🎓 Expert Commentary / Peer Perspective
In a Gastroenterology & Hepatology Q&A, Michael Kappelman, MD, MPH (UNC Chapel Hill) addresses extrapolation of adult IBD therapies to pediatric patients, noting that only infliximab and adalimumab carry FDA pediatric IBD approval, with ustekinumab recently approved by the EMA for pediatric Crohn’s disease.
Clinical Considerations
- Extrapolation from adult efficacy data is generally reasonable for older children and adolescents, given shared genetics, pathophysiology, and historical response patterns.
- Caution applies to very early-onset IBD (under 6 years) and infantile-onset IBD, where monogenic defects and altered drug clearance may shift the calculus.

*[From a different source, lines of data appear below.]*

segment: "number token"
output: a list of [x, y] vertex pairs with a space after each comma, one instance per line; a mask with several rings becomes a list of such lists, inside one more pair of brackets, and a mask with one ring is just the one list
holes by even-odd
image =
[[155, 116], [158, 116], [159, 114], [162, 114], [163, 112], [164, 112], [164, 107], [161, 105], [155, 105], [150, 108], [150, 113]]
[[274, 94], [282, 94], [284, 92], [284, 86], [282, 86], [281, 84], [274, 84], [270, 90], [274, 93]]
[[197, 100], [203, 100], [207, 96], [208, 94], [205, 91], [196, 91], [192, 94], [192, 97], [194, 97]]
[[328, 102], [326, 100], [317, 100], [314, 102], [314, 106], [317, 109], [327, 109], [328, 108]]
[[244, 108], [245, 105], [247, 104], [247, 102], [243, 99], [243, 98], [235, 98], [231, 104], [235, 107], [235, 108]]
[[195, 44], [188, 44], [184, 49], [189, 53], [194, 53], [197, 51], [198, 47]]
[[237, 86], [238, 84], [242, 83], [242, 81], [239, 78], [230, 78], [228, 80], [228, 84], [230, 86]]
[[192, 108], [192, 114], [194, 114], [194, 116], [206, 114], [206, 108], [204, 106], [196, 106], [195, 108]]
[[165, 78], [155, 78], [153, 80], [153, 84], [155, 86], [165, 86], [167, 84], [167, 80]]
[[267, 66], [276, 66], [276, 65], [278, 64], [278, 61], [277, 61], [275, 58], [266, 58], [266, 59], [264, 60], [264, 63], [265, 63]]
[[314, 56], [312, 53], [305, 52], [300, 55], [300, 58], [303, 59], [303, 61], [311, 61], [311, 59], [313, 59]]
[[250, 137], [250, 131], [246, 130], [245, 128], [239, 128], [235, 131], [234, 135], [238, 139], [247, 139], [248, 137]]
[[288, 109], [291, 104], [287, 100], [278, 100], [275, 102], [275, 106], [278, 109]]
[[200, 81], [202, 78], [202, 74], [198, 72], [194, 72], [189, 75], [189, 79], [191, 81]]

- Pediatric-specific safety data remain limited, with concerns including hepatosplenic T-cell lymphoma risk in thiopurine plus anti-TNF combinations and higher infection exposure from school-age social contact.
- Shared decision-making should involve clinician, parents, and child at a developmentally appropriate level, with payor authorization processes recognized as a barrier rather than a participant.
Practice Applications
- Consider a second anti-TNF agent for secondary loss of response driven by immunogenicity before moving out of class.
- Recognize that diminishing returns of sequential medical therapy may make surgical evaluation more appropriate than continued switching in some pediatric patients.
- Monitor growth, pubertal development, nutritional status, mental health, and adherence alongside disease activity in adolescents on advanced therapies.
- Integrate mucosal healing goals with clinical and biochemical remission status when weighing whether to switch therapy in a clinically well child.